Recovery Audit Program in Medicaid:

To implement the expansion of the Recovery Audit program to Medicaid included in the Affordable Care Act, CMS issued a State Medicaid Director letter in October 2010 that offered initial guidance on the implementation of the Medicaid Recovery Audit requirements and also published a Notice of Proposed Rulemaking on November 10, 2010. To date, CMS has provided significant technical assistance to States through all-State calls and webinars and has begun the coordination with States that have Recovery Audit contracts in place, as required by the statute. Further, on February 17, 2011, CMS launched a Medicaid Recovery Audit Contractor At-A-Glance web page on the CMS website.[5] The page provides basic information to the public and interested stakeholders about each State’s Recovery Audit program.

Lessons Learned from the Private Sector

CMS is also examining the techniques used by insurance companies and other private sector entities to better inform our efforts to combat improper payments. Though our Federal programs differ from private insurance in some significant ways, CMS is eager to learn from successful private sector efforts to reduce errors and improper payments. In addition to harnessing improved data analysis and predictive modeling to fight fraud, CMS is using these approaches to identify areas to target with additional medical review. As part of this effort, CMS will evaluate the accuracy of commercial products and whether these products are feasible to implement and could reduce improper payments.

CMS is also examining other tools, such as prior authorization for certain services. Private sector insurers and other Government healthcare programs use this tool successfully to ensure upfront approval for certain high cost, non-emergency services.

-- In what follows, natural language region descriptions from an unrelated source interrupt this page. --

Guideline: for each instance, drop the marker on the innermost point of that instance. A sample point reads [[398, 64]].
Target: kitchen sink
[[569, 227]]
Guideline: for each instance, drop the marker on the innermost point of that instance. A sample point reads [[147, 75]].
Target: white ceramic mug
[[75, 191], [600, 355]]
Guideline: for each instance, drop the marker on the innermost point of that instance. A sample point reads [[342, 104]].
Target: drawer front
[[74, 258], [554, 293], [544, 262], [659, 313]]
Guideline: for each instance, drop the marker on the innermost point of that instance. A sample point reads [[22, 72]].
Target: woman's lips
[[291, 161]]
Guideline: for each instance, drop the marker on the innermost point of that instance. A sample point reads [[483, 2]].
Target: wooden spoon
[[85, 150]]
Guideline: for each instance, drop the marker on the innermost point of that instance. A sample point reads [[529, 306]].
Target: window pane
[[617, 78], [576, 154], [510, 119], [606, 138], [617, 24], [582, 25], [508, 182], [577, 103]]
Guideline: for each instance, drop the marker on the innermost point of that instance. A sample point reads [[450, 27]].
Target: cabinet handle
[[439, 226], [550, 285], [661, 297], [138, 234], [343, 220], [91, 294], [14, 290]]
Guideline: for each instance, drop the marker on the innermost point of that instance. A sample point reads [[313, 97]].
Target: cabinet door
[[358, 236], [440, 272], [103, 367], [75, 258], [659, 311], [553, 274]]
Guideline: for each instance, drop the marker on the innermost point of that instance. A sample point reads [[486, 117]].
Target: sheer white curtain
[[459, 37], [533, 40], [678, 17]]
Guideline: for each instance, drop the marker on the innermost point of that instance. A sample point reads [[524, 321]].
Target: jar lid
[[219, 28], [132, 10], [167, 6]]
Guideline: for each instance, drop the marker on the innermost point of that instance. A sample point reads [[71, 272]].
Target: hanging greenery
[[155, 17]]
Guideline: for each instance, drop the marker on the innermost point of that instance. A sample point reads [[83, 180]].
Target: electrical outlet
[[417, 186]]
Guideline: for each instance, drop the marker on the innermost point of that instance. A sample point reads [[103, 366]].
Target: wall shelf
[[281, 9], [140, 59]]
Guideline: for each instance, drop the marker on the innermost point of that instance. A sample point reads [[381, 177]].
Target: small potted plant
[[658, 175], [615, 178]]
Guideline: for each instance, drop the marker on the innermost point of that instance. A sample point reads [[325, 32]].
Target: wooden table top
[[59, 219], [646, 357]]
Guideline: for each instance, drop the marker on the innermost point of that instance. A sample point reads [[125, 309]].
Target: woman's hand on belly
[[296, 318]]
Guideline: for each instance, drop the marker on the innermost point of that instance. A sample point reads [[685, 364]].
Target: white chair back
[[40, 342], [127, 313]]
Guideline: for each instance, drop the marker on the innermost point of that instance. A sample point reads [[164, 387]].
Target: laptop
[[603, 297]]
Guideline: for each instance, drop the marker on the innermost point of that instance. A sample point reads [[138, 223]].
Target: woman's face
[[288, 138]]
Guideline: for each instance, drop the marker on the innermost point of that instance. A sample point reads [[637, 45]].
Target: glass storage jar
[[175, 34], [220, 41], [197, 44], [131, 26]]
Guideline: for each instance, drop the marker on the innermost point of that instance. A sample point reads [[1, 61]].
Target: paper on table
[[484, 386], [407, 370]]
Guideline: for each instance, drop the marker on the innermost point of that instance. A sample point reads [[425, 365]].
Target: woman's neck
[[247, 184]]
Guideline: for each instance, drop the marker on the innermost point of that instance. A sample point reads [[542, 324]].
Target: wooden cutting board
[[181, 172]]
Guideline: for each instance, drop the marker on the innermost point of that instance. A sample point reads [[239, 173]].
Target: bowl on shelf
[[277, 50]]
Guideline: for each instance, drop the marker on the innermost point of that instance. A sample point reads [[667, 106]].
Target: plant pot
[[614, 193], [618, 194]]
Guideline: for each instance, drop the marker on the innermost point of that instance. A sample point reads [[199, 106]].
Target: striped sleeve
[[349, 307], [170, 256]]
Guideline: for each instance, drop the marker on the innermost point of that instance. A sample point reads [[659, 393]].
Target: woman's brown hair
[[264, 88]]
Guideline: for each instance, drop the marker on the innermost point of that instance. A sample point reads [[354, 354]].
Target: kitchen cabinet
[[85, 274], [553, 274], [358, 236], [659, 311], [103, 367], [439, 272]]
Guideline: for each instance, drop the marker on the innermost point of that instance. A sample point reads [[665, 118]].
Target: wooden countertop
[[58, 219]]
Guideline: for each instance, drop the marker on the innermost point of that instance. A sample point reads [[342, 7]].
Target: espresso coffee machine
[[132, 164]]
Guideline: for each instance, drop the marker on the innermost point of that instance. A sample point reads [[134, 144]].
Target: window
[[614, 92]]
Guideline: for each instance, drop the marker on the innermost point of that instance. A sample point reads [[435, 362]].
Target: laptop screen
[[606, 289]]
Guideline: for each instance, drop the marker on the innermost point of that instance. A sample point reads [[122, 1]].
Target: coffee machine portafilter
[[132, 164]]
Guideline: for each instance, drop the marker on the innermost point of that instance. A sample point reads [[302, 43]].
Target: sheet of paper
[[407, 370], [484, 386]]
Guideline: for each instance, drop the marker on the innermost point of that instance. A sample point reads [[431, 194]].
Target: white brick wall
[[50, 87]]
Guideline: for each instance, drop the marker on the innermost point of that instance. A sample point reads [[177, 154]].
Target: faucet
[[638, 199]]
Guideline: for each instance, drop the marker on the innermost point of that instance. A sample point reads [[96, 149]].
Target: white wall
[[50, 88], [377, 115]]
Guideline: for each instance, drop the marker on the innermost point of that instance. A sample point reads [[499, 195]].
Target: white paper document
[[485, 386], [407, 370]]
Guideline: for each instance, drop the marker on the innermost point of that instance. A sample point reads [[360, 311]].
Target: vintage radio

In addition, CMS is pursuing ways to link claims data and provider data within and across our various healthcare programs. The ability to identify trends sooner and link data is an important improvement to preventing improper payments. Additionally, CMS is exploring way to leverage existing compliance programs within the provider community to inform and educate providers about payment vulnerabilities. Getting providers actively involved in the identification and prevention process will keep improper payments from occurring in the first place.

Conclusion

CMS’ number one goal is to ensure our Medicare, Medicaid, and CHIP beneficiaries receive the right services, at the right time, in appropriate levels of care and at the right price. While CMS has made progress in reducing improper payments, we acknowledge that more work remains. Reducing waste and errors in our programs will allow us to target taxpayer funds to provide health care services for our beneficiaries.

I am confident that the systems controls and ongoing corrective actions that CMS is undertaking across our programs will result in continued reductions in improper payments. I look forward to working with the Subcommittee to ensure that CMS has the necessary administrative resources and tools to continue our efforts to carry out this important work.



[1] Medically unnecessary setting: Medicare claims fall into this category when services are provided in a more intensive (and expensive) setting than is considered reasonable and necessary by Medicare. For example, if a minor surgery is done in an inpatient hospital setting on a healthy beneficiary, instead of in an outpatient setting, the entire claim is classified as an “improper payment.”
[2] Incorrect coding: Claims are placed into this category when providers submit medical documentation that support a lower or higher code than the code submitted. (CMS Improper Medicare Fee-For-Service Payments Report, https://www.cms.gov/CERT/10_CERT_Reports_and_Data.asp#TopOfPage).
[3] CMS began this demonstration in Florida, California, and New York in 2005, and later expanded to Massachusetts, South Carolina, and Arizona.
[4] CHIPRA prohibits CMS from calculating or publishing any national or State-specific error rates for CHIP until six months after the new final rule for PERM is in effect.As a result, CMS recently resumed CHIP measurement and will report CHIP improper payments in 2012.